Large Language Models (LLMs) and AI coding assistants are powerful tools, but they work best when they can operate on a focused, relevant context. When you ask an AI to refactor a feature or fix a bug, it needs to analyze the relevant code.

In a traditional, tangled structure, the AI has to sift through dozens of unrelated files across multiple directories to build a complete picture of the feature. This consumes a massive amount of its context window (the amount of information it can process at once), leaving less room for the actual task. The result? The AI's suggestions are often less precise, more generic, and sometimes completely wrong because it's working with a diluted, noisy context.

In a feature-driven structure, however, you can point the AI to a single folder. That folder contains everything it needs—the components, services, hooks, and types for that specific feature. With a clean, concentrated context, the LLM can work with surgical precision, providing highly relevant, accurate, and immediately useful assistance.
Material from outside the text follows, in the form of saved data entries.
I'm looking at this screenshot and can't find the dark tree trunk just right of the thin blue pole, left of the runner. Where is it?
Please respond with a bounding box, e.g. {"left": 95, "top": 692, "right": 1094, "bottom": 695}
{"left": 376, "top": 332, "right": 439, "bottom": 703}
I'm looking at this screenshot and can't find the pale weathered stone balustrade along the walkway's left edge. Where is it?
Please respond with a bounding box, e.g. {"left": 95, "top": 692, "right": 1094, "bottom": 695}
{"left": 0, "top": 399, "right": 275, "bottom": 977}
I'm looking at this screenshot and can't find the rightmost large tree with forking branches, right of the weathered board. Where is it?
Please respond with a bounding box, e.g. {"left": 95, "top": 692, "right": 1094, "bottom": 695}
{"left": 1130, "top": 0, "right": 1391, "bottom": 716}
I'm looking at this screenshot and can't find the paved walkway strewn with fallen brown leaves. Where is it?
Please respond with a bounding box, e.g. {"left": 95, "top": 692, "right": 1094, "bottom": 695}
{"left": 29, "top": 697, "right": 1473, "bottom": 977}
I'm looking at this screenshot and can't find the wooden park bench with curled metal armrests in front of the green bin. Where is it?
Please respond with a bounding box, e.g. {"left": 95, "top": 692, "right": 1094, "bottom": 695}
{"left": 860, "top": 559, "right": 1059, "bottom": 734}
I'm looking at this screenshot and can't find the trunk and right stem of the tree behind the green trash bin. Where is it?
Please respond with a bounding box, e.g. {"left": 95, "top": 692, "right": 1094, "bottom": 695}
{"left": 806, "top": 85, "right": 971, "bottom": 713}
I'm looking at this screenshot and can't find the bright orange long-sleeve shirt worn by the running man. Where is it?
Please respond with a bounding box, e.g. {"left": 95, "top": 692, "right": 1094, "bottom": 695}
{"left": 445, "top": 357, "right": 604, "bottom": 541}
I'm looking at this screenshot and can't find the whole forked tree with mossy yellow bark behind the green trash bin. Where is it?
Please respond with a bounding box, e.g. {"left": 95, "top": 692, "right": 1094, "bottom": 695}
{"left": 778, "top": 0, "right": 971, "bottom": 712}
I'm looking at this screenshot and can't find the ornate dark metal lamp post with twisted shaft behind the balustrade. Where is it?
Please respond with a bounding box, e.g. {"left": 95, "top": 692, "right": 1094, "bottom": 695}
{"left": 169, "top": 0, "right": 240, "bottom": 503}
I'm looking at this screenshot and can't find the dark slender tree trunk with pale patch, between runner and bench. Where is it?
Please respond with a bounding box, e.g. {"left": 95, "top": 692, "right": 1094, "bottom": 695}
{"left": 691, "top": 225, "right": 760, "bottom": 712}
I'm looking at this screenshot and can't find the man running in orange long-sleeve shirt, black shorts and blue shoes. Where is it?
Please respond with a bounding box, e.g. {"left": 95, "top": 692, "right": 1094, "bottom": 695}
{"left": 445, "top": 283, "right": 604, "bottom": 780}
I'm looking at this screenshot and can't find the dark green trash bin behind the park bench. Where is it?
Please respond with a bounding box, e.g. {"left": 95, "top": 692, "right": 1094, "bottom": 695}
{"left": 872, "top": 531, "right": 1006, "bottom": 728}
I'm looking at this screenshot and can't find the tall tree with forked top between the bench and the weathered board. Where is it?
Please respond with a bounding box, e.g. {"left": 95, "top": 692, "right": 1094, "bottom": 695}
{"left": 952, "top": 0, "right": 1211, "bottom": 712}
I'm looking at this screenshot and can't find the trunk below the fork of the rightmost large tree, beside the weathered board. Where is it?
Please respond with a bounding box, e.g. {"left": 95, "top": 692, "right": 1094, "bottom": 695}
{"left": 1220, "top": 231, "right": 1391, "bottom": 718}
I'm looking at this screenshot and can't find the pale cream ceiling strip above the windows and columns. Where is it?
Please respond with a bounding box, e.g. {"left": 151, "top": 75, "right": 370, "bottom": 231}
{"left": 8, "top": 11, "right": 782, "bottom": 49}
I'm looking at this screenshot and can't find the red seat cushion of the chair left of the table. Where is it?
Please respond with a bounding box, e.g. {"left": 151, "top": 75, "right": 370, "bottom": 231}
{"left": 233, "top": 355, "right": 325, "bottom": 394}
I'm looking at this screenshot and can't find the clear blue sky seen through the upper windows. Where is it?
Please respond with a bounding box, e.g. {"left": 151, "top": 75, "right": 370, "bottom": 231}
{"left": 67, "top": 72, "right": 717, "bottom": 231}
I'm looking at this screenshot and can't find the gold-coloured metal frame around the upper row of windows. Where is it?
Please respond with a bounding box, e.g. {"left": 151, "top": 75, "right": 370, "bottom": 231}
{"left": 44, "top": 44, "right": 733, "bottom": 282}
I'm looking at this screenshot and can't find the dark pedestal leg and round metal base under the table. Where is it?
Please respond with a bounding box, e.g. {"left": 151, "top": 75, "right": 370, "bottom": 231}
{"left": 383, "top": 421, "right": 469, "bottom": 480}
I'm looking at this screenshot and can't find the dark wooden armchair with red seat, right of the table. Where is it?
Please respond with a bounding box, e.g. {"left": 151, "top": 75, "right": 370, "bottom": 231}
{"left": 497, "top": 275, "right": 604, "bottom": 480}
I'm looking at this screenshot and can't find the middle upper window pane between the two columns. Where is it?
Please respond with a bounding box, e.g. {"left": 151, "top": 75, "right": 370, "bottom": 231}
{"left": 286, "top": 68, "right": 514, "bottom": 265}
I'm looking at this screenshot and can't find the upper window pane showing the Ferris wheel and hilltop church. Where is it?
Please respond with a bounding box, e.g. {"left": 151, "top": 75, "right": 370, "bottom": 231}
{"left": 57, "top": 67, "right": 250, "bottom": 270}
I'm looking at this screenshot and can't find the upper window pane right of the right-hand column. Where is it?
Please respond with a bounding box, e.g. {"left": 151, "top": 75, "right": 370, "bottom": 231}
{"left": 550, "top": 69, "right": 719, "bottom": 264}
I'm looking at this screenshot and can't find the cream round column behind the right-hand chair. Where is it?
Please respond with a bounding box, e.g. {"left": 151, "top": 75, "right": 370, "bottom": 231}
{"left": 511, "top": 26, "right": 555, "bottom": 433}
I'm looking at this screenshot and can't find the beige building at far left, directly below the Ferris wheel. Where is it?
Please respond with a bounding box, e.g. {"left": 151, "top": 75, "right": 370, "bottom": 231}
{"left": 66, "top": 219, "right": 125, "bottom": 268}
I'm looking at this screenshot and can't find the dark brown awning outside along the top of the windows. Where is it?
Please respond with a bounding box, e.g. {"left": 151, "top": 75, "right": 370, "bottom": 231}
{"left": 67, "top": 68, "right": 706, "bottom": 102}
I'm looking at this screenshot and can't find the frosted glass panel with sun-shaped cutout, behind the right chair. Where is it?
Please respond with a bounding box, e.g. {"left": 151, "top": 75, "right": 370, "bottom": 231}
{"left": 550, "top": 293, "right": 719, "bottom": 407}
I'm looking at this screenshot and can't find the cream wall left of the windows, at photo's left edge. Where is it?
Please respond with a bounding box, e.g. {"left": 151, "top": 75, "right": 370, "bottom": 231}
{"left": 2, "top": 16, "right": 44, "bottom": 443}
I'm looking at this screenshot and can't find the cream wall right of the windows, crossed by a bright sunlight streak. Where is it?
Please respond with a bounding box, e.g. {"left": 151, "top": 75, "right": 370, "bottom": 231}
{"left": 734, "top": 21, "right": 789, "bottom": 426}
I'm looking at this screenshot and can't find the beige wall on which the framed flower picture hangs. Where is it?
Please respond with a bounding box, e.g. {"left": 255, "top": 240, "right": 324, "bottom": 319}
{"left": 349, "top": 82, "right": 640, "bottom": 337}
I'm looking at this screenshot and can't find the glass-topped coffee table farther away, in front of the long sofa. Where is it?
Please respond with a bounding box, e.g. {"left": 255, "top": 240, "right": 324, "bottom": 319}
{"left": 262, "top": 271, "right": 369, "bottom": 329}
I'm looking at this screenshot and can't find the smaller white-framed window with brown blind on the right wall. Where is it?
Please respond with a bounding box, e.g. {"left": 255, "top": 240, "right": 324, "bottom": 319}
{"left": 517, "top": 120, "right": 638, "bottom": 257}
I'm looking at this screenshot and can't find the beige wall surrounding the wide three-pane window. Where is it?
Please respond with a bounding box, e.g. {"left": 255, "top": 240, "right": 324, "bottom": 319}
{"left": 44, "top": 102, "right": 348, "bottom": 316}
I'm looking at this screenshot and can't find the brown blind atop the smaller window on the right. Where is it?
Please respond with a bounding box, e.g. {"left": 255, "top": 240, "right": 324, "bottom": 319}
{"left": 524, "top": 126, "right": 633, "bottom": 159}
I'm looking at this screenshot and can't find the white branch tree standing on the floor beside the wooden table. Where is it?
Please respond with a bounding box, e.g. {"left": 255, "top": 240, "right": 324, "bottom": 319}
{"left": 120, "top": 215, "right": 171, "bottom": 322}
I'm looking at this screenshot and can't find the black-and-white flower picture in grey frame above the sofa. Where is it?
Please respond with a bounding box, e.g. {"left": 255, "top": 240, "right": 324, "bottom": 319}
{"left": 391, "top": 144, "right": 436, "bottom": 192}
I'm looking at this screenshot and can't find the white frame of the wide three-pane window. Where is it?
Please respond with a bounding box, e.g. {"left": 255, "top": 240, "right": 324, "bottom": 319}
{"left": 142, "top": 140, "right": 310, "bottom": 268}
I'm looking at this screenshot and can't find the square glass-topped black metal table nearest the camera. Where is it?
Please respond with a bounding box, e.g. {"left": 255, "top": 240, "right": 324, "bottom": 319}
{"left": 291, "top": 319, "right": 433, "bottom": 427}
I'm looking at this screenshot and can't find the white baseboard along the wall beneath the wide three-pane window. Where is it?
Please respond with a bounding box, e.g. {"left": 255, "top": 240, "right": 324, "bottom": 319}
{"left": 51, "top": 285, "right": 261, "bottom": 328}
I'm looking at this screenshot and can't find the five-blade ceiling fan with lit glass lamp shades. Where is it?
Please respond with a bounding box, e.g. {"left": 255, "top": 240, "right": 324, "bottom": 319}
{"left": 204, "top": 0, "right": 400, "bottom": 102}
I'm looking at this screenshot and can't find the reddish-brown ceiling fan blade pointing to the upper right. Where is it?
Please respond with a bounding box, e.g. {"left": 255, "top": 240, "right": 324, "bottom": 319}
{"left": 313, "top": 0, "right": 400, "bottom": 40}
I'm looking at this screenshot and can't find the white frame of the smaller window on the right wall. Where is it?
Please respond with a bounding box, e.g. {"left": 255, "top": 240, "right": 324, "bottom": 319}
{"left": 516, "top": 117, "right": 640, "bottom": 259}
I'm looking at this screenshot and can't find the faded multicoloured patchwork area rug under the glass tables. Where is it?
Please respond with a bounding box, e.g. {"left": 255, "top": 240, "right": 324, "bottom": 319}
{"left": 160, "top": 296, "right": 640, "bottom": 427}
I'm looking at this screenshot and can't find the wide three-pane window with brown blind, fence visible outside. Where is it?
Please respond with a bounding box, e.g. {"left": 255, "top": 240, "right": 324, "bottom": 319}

The ripple effects of a clean structure

The benefits of a well-organized, feature-driven repository extend far beyond just AI-assisted development:

  • Enhanced scalability: Adding new features is as simple as adding a new folder, without disturbing the existing codebase.
  • Improved team collaboration: Developers can work on different features in parallel with a much lower risk of merge conflicts. It becomes instantly clear who "owns" which part of the code.
  • Easier onboarding: New team members can get up to speed much faster because the project's structure mirrors the application's functionality. They can learn the codebase one feature at a time.
  • Painless refactoring: Since features are decoupled, you can refactor or even completely rewrite one feature with minimal impact on the rest of the application.
  • Better testing: Each feature can have its own dedicated tests, making it easier to ensure that changes don't break existing functionality.
  • Clearer documentation: Documentation can be organized alongside the code, making it easier to keep everything in sync. Each feature can have its own README file explaining its purpose, usage, and any specific quirks.
  • Future-proofing: As AI tools continue to evolve, a clean, feature-driven structure will be better positioned to take advantage of their capabilities, making your codebase more adaptable to future technologies.

Conclusion

The structure of your repository is not a trivial choice — it's a foundational decision that will affect every stage of your project's lifecycle. By moving away from outdated, type-based hierarchies and embracing a modern, feature-driven approach, you create a codebase that is not only a pleasure for humans to work with but is also primed for the next generation of AI-powered development tools. Take the time to invest in a clean structure; your future self will thank you.